Support for the McLaren, Passmore/Eastman and Waterlow constructs do not detract from Dr. Williams' original proposition. Her description was appropriate for the particular circumstances she observed. Contemporary "hospital malnutrition," often associated with edema, occurs when patients are left on intravenous glucose feedings without attention to global nutrition needs for too long a time. (see Coats, et al)
REFERENCES
Coats KG. Morgan SL, Bartolucci AA, Weinsier RL. Hospital-associated malnutrition: a reevaluation 12 years later. J Am Diet Assoc 1993 Jan;93(1):27-33.

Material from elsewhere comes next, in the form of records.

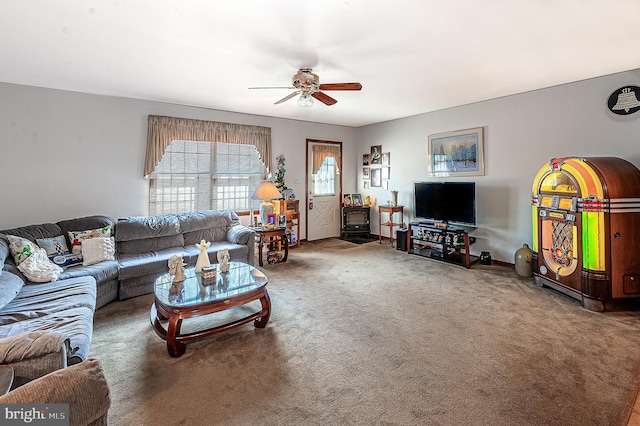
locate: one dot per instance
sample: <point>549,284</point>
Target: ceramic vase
<point>523,261</point>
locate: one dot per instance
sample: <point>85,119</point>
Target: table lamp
<point>266,191</point>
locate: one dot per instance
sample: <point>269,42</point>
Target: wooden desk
<point>390,223</point>
<point>290,208</point>
<point>275,237</point>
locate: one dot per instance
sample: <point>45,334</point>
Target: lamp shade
<point>266,190</point>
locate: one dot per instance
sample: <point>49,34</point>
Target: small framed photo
<point>385,172</point>
<point>376,154</point>
<point>386,158</point>
<point>376,180</point>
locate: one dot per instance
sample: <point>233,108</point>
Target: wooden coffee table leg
<point>286,247</point>
<point>260,243</point>
<point>174,347</point>
<point>265,301</point>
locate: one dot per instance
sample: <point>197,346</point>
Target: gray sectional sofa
<point>143,246</point>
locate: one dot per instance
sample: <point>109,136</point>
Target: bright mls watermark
<point>34,414</point>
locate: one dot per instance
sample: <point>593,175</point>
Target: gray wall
<point>522,133</point>
<point>66,154</point>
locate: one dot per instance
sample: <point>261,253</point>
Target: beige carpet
<point>368,335</point>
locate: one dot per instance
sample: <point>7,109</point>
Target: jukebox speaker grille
<point>563,242</point>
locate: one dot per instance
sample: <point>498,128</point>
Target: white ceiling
<point>411,56</point>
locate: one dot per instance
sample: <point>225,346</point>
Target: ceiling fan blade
<point>272,87</point>
<point>289,96</point>
<point>325,99</point>
<point>341,86</point>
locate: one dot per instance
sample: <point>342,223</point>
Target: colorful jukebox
<point>586,229</point>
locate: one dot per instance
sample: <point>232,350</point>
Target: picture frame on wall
<point>376,154</point>
<point>386,158</point>
<point>459,153</point>
<point>376,180</point>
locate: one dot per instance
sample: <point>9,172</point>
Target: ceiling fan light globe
<point>305,101</point>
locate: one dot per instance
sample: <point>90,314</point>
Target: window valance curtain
<point>162,131</point>
<point>320,152</point>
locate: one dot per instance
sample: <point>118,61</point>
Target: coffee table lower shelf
<point>173,316</point>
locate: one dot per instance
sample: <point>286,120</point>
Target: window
<point>325,179</point>
<point>201,175</point>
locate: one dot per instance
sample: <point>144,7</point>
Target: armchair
<point>41,376</point>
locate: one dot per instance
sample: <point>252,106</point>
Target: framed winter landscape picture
<point>458,153</point>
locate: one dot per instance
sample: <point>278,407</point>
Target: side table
<point>390,223</point>
<point>275,237</point>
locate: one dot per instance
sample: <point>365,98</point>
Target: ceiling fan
<point>307,85</point>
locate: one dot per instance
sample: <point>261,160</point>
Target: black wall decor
<point>625,100</point>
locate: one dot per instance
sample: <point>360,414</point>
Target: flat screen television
<point>448,202</point>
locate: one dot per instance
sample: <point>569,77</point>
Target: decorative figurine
<point>176,268</point>
<point>203,258</point>
<point>223,259</point>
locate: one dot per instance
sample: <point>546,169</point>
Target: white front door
<point>323,194</point>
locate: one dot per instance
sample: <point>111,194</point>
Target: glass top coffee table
<point>191,298</point>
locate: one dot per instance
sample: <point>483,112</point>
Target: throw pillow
<point>76,237</point>
<point>58,251</point>
<point>21,248</point>
<point>95,250</point>
<point>38,268</point>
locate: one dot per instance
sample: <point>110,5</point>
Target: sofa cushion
<point>38,268</point>
<point>21,248</point>
<point>4,250</point>
<point>53,245</point>
<point>58,251</point>
<point>33,232</point>
<point>101,272</point>
<point>83,223</point>
<point>96,250</point>
<point>65,306</point>
<point>135,265</point>
<point>208,225</point>
<point>148,234</point>
<point>77,237</point>
<point>237,252</point>
<point>10,286</point>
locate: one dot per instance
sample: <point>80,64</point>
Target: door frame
<point>306,182</point>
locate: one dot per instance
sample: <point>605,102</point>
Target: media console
<point>447,243</point>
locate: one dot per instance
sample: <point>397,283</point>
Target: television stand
<point>448,244</point>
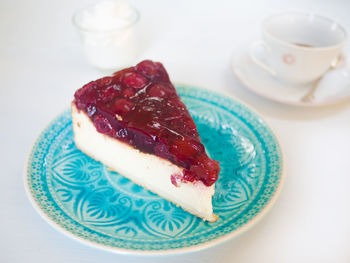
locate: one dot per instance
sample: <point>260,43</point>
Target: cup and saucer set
<point>300,61</point>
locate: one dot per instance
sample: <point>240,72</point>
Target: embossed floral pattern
<point>97,205</point>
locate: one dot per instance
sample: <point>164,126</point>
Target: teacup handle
<point>258,61</point>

McLaren. Defining marasmus and kwashiorkor. Nutr Rev. 1968 Aug;26(8):256
McLaren DS. (1981 A Colour Atlas of nutrition. Wolfe Medical Publishers. London
McLaren DS. The great protein fiasco revisited. Nutrition. 2002 Apr;18(4):361-3
Passmore & Eastman (1986) Davidson and Passmore Human Nutrition and Dietetics, 8th ed. Churchill Livingstone. London
Waterlow JC. (1986) What do we mean by adaptation (in) Nutritional Adaptation in Man. Baxter K, Waterlow JC. (eds) John Libbey. London
Williams CD. A nutritional disease of childhood associated with a maize diet. Arch Dis Childhood 1933;8:423-33.
Answers
A1. C is correct. Infants require a high fat content in the diet approaching 50% of calories. In the transition to solid foods, the necessary contribution of fat diminishes to about 40% at 12 months of age with ½ of caloric intake coming from whole milk. By 2 years of age, children should received a relatively diminished content of fat. At 30% essential nutrients and satiety will be maintained.
A2. The answer is True. The low caloric density of high fiber diets diminishes caloric intake. It also leads to absorption of essential micronutrients. A syndrome of poor growth and delayed sexual maturity associated with a tuber and grain diet has been reported in Egypt and Iran.